There are lots of things that could be or could have been: the US could have invaded Iraq in 1991—we can’t change the past but things could have been different--Russia could revert to Communism, keep its current regime or, for that matter, establish a monarchy; you could have dropped out of high school, you could now be at the beach asleep rather than reading this handout. All these states of affairs, however likely or unlikely, are logically possible. Even some truly bizarre states of affairs that aren't even physically possible are logically possible: the moon could be made out of green cheese and things could go faster than the speed of light. 

Not everything that is logically possible, or even physically possible actually happens, of course: you didn't drop out of high school and you aren't now asleep on the beach. Continuing the metaphor of possible worlds, talk about the "actual world" is a way of indicating that we're describing the way things actually are. So, in this terminology, the actual world is one among many possible worlds. To say that a state of affairs obtains (holds true, is the case) at the actual world is just to say it's the way things actually are. Bill Clinton went to law school and was elected president; you went to college and are currently reading this handout. Whatever is actual is possible--but there are many things that are logically possible that are not actual. 

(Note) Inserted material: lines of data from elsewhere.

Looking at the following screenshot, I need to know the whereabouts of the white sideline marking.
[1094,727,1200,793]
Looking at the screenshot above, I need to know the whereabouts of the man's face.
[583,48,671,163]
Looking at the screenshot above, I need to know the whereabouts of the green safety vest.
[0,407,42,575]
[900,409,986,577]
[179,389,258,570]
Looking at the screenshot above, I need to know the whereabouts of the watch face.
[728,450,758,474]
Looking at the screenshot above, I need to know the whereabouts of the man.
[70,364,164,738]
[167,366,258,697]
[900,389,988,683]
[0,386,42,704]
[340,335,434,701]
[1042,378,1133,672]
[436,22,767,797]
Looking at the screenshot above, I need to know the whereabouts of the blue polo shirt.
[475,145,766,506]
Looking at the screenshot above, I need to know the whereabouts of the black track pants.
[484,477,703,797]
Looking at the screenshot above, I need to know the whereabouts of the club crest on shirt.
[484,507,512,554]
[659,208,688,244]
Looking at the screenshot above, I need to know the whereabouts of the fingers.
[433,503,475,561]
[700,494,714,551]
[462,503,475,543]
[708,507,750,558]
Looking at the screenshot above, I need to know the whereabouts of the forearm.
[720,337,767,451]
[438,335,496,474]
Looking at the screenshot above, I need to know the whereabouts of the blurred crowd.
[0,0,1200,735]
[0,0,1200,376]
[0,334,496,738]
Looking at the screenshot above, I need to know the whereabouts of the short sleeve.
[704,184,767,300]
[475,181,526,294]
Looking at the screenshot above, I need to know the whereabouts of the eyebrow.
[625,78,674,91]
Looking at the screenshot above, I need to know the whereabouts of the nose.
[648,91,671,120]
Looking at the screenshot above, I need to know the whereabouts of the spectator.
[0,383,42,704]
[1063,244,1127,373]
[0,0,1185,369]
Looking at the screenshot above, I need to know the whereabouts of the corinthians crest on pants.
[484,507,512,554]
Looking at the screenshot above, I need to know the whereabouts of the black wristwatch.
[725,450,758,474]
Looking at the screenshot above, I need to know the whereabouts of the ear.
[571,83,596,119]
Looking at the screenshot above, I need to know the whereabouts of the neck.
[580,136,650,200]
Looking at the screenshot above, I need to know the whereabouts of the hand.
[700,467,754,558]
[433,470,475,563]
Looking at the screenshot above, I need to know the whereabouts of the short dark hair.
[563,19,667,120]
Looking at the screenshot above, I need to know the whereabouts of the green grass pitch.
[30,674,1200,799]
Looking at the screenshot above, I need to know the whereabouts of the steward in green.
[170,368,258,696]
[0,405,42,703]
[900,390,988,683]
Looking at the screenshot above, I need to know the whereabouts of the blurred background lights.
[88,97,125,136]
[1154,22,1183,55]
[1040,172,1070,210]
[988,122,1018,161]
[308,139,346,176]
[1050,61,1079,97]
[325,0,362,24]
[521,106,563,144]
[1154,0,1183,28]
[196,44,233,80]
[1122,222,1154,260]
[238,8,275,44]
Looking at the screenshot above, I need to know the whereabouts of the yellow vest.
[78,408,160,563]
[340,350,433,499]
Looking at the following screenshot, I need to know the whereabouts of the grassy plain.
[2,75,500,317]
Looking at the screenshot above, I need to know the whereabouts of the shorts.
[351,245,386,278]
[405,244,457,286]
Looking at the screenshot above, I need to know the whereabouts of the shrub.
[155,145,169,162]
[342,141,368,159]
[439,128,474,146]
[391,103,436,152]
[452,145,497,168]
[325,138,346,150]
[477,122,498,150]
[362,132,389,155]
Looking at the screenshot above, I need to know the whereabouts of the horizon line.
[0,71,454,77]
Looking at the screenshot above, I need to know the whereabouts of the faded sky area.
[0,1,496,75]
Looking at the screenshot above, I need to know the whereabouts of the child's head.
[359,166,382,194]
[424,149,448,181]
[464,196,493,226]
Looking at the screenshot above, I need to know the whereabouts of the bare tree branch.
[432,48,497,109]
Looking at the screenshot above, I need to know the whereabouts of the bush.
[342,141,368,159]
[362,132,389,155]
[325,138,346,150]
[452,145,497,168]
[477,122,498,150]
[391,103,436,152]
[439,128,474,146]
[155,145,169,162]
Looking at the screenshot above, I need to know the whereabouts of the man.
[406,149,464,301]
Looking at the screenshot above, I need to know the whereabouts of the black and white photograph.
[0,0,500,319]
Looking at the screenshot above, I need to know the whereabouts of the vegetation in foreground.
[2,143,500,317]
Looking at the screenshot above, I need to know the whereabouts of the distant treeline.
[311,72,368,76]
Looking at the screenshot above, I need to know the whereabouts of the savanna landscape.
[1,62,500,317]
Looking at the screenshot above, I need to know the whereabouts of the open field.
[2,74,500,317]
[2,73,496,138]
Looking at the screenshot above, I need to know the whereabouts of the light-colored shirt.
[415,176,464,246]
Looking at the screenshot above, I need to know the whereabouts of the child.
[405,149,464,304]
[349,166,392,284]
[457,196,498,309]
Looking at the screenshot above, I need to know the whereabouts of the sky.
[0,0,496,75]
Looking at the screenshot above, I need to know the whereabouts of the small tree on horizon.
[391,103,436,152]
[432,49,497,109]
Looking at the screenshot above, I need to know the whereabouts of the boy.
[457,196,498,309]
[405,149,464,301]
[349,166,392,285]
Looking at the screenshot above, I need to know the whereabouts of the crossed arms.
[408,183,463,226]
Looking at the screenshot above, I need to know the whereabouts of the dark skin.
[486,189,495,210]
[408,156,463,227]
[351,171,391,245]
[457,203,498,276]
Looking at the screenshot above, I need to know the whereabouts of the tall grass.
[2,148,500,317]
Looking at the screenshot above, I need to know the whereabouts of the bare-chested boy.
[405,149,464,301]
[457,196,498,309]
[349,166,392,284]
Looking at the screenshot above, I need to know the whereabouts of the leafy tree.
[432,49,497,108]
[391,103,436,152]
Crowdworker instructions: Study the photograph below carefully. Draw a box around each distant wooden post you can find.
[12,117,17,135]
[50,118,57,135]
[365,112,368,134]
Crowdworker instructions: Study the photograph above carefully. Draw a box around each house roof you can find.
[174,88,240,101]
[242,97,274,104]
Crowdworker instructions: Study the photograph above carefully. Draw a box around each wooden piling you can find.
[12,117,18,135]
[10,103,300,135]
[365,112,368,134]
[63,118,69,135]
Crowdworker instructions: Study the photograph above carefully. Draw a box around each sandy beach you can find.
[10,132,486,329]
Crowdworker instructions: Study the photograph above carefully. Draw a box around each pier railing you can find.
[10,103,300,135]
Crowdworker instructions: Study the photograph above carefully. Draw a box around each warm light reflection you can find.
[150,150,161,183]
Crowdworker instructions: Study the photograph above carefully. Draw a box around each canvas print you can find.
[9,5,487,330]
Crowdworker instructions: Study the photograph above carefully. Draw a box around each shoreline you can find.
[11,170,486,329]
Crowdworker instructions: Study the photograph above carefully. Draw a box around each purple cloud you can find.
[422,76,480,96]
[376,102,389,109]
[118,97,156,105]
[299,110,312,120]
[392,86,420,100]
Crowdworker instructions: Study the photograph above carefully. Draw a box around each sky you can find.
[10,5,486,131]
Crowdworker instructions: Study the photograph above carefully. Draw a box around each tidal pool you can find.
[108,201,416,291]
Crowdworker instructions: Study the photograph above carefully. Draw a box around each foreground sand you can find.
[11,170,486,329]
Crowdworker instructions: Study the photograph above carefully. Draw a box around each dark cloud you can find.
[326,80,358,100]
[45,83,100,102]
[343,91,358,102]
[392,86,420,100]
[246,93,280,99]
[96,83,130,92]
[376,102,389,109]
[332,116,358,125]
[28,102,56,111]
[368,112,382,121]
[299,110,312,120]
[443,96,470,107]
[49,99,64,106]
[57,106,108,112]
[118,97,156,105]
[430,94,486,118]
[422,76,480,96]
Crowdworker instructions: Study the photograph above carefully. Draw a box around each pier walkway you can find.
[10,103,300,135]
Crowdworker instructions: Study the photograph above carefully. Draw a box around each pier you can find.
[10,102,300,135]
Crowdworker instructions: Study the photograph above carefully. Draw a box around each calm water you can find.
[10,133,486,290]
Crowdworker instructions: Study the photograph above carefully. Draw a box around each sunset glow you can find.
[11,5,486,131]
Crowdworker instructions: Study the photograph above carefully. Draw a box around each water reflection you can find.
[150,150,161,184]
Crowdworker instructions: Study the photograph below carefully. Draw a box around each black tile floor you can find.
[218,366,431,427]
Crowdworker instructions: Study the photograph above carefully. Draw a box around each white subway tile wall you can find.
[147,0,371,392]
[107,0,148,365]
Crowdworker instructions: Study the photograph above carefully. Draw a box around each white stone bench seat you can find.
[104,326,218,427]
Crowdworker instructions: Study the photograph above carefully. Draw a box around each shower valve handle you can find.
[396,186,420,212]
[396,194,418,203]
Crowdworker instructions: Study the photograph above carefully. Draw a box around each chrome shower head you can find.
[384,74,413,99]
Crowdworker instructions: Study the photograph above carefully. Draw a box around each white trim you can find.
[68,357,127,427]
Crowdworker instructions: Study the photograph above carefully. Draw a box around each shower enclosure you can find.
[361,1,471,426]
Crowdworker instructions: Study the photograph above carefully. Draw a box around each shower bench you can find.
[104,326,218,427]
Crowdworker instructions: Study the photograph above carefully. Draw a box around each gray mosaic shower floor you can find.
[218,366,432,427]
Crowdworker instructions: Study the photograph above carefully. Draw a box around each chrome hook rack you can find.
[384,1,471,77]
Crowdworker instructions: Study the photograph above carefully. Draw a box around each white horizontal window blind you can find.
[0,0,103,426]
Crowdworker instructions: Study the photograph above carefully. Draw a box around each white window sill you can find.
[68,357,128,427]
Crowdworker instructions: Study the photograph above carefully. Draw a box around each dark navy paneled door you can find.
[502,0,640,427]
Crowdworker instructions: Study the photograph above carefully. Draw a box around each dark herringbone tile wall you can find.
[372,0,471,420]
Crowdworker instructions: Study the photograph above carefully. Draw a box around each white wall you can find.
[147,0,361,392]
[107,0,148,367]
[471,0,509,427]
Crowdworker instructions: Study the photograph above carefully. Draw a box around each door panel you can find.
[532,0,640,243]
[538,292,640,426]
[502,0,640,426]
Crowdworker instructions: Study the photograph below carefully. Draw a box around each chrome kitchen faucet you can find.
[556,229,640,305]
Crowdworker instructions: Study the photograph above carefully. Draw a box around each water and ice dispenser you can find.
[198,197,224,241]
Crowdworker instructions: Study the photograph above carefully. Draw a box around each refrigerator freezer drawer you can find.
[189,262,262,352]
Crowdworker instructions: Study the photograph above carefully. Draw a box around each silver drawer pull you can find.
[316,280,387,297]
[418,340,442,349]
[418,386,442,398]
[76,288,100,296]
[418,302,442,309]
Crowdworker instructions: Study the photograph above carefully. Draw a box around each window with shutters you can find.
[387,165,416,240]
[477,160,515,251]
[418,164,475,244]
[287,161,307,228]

Given this broad definition of logical possibility you may ask: what, if anything, isn't logically possible? The traditional answer is that what is logically impossible is a 'contradiction in terms'--something that is 'inconceivable'. So it is logically impossible that there be a round square or a married bachelor. Similarly, given your instructor's scheme for curving grades on tests--where the high score, whatever that is, is 100%=A, it is logically impossible that there be a test in this class where no one gets an 'A'.  Using the possible worlds metaphor we would say that there is no possible world at which there are round squares or married bachelors, and no possible world in which the highest grade for a test (whatever it is) is an 'A' but no one gets an 'A'.  

Necessary truths are true at all possible worlds hence there are no possible worlds in which propositions that contradict them are true. Mathematical truths generally are held to be necessary truths so we should say "2+2=4" true at all possible worlds whereas "2+2=5" is not true at any possible world. It is logically impossible. 

Traditionally the test for determining whether a state of affair is logically possible is to try to conceive of a possible world in which it holds true--to imagine or describe such a world. 

 Necessary and Contingent Propositions

1. Contingent Propositions

To say that a state of affairs is ‘logically possible’ is to say that it is possible in the weakest, most minimal sense: it is to say that it is ‘conceivable’ or, alternatively, that it does not involve any ‘contradiction’. If something can be imagined, even though it may be physically impossible, it is logically possible.

'Contingent' just means 'not necessary'. Some propositions are contingently true: as a matter of fact they are true, but they could be false, i.e. it is conceivable or possible that they be false. Some contingently true propositions are:

(1) San Diego is in California.

(2) Barak Obama was President of the United States on January 1, 2016.

(3) The earth goes around the sun.

(4) On earth, things fall at 32 feet per second per second.

Logical possibility is broader than physical possibility: there are states of affairs that are logically possible but not physically possible. Laws of nature are only contingently true since it is conceivable that things be otherwise. It is not physically possible for anything to go faster than light, but it is logically possible.

The following propositions are contingently false:

(5) San Diego is in Texas.

(6) Vladimir Putin is President of the United States on January 1, 2016.

(7) The sun goes around the earth.

(8) There is no such thing as gravity: everything just floats around.

2. Necessary Propositions

To say that a proposition is necessarily true is

(9) Either San Diego is entirely in California or San Diego is not entirely in California.

(10) Que sera sera. [Whatever will be, will be.]

(11) All bachelors are unmarried.

(12) 2 + 2 = 4

To say that a proposition is necessarily true is to say that its denial (or "negation") is not even logically possible. The following propositions are necessarily true in this sense:

(13) San Diego is both entirely in California and not (entirely) in California.

(14) Some things that will happen will not happen.

(15) Some bachelors are married.

(16) 2 + 2 = 5

Notice, the denial ('negation') of any necessary truth is necessarily false and the denial of any proposition that is necessarily false is necessarily true.


A Puzzle About Logical Possibility: How can there be necessary truths? 

On this account, how can anything be logically impossible?!!? We can always describe a "world" in which a given state of affairs obtains, if we're clever. Take "all bachelors are unmarried": I can describe a world were "bachelor" means "male under 30" and such a world is one in which there are married bachelors, right? Similarly "2+2=4" and "2+2=5": it's just a matter of how you define the symbols, right? It's like your grading scheme: you could have set the curve differently so that no one got an "A." So, with logic, all things are possible...   What's wrong with this picture?